Demikian disampaikan peneliti Forum Indonesia untuk Transparansi Anggaran (Fitra), Uchok Sky Khadafi dalam diskusi publik bertajuk "Pembubaran Unit Staf Kepresidenan Menuju Efektifitas dan Efisiensi Pemerintahan Jokowi-JK" di Menteng, Jakarta, Senin (2/2).
"Karena ada lembaga Staf Khusus Kepresidenan yang dipimpin Luhut Panjaitan, pemerintah menambah alokasi dana dalam RAPBN Rp 29,1 miliar hanya untuk lembaga itu," katanya.
Anggaran tersebut, kata Uchok diolah oleh Kementerian Sekretariat Negara. Soal anggaran, gaji, fasilitas dan tunjangan staf kepresidenan sejajar dengan menteri.

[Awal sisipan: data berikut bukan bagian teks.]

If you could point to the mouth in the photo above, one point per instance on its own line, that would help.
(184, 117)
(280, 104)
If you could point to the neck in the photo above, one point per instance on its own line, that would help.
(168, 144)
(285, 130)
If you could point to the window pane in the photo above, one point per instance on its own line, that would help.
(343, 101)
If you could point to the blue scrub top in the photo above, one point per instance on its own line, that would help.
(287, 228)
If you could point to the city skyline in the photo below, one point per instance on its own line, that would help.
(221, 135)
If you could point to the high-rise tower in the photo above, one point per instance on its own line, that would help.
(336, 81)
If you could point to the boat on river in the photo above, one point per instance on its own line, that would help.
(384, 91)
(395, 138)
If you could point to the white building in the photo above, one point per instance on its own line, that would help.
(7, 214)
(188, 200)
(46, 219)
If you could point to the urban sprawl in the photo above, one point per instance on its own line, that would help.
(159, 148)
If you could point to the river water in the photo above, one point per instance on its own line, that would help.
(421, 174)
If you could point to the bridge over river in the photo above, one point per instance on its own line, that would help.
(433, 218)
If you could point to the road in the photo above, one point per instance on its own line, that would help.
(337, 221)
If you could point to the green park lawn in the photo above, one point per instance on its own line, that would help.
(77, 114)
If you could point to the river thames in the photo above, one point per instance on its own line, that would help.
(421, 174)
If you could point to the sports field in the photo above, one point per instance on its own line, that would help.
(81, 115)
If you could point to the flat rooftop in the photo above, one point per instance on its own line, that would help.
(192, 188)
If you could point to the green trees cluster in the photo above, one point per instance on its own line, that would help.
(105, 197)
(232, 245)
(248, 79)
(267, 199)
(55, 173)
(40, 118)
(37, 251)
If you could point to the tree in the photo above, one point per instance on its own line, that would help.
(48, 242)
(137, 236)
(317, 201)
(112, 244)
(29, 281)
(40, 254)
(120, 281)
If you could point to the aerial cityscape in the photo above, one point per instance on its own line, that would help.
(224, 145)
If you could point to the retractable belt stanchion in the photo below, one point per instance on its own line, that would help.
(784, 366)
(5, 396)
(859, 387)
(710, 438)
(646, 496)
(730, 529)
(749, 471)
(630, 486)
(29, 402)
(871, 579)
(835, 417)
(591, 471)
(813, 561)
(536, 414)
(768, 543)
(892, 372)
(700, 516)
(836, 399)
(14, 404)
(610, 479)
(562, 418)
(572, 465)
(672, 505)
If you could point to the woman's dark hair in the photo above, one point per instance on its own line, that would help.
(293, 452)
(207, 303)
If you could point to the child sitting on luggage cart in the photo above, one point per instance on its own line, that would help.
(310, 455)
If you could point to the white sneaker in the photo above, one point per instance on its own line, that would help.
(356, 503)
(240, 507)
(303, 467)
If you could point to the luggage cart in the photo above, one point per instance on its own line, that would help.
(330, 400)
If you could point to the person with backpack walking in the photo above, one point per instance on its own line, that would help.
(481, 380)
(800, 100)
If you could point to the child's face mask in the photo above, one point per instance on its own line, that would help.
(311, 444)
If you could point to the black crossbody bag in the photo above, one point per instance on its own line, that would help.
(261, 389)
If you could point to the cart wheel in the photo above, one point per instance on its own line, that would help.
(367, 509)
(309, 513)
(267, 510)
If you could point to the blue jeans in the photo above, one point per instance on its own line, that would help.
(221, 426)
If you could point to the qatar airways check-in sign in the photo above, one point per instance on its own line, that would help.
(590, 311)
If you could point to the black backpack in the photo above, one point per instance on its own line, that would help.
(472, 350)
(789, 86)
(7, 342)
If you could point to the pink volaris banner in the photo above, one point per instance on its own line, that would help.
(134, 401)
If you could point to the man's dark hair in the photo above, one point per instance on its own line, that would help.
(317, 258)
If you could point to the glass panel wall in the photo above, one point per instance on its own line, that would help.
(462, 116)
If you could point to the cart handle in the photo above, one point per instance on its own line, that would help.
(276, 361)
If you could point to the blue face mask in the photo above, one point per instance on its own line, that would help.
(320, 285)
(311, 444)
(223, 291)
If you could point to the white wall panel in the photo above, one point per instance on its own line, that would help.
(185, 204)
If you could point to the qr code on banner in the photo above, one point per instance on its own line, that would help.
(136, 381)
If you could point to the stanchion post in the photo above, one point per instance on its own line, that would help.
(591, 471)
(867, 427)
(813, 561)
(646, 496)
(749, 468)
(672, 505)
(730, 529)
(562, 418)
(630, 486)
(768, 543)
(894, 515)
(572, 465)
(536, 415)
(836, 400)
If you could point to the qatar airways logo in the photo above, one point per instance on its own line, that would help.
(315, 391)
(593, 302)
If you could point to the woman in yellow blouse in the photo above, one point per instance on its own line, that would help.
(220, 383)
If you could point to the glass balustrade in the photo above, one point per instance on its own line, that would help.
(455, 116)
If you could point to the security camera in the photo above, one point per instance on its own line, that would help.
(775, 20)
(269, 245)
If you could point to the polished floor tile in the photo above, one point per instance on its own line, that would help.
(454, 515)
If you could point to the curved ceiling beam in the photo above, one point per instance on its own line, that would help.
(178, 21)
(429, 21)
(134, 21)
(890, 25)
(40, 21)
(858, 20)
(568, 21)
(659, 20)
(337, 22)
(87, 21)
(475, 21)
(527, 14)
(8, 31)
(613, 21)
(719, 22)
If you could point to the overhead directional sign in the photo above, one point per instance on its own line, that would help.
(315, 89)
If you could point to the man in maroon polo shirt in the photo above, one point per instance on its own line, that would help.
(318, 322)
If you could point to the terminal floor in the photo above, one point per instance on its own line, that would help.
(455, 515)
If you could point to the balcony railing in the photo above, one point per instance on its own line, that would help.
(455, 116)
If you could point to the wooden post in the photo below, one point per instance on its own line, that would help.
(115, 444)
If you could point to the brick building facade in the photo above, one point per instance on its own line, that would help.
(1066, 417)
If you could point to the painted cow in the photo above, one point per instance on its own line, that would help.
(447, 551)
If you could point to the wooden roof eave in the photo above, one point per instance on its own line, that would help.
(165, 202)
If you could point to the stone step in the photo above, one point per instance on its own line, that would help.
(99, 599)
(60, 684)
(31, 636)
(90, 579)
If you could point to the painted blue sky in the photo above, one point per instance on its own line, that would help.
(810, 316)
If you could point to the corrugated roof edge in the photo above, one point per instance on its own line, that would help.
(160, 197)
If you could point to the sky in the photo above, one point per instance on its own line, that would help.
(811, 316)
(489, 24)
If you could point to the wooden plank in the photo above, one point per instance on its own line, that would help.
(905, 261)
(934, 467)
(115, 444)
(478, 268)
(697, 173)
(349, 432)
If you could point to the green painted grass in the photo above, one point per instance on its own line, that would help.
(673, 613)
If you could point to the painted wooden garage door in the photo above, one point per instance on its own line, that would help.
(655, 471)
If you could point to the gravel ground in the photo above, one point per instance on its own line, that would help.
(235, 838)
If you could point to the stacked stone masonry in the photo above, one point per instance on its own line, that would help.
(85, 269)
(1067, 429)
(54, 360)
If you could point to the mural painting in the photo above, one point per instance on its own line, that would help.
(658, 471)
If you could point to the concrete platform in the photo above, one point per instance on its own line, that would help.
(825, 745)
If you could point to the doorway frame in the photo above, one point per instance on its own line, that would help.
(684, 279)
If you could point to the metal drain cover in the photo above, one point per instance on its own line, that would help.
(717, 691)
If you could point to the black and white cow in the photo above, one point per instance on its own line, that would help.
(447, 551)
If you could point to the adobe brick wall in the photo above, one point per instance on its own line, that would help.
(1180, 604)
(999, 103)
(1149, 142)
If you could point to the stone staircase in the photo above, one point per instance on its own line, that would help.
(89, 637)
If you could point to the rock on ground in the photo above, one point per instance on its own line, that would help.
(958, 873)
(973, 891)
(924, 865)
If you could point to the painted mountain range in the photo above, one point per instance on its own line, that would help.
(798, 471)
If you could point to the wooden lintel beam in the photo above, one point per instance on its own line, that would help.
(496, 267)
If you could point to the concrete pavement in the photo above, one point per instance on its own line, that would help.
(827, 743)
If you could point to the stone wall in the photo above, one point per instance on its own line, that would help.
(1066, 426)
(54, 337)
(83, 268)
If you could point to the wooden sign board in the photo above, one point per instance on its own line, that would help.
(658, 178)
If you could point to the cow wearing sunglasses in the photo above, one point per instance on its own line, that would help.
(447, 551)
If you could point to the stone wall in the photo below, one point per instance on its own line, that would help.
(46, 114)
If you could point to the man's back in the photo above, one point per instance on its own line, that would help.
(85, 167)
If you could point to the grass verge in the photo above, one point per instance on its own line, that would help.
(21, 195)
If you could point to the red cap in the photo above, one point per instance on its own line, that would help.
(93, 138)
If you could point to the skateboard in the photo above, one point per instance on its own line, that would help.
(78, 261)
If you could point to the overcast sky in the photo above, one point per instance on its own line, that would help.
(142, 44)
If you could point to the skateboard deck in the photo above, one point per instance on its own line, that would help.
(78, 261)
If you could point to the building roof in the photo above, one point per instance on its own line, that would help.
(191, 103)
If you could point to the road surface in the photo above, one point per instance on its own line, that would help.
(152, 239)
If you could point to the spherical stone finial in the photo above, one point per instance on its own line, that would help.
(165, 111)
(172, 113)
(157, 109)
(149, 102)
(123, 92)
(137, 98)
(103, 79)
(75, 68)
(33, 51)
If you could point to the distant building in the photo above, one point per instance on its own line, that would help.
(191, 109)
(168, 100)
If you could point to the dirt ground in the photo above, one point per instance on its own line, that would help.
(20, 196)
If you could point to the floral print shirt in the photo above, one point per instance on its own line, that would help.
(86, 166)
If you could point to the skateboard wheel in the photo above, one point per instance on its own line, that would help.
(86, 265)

"Jadi Sesneg, Seskab dan lembaga Staf Kepresidenan tumpang tindih," kata Uchok.
Uchok mencurigai lembaga Staf Kepresidenan akan menertibkan komunikasi Presiden Jokowi ke publik. Makanya tak heran jika PDIP saat ini bereaksi keras terhadap lembaga yang dipimpin Luhut Panjaitan tersebut.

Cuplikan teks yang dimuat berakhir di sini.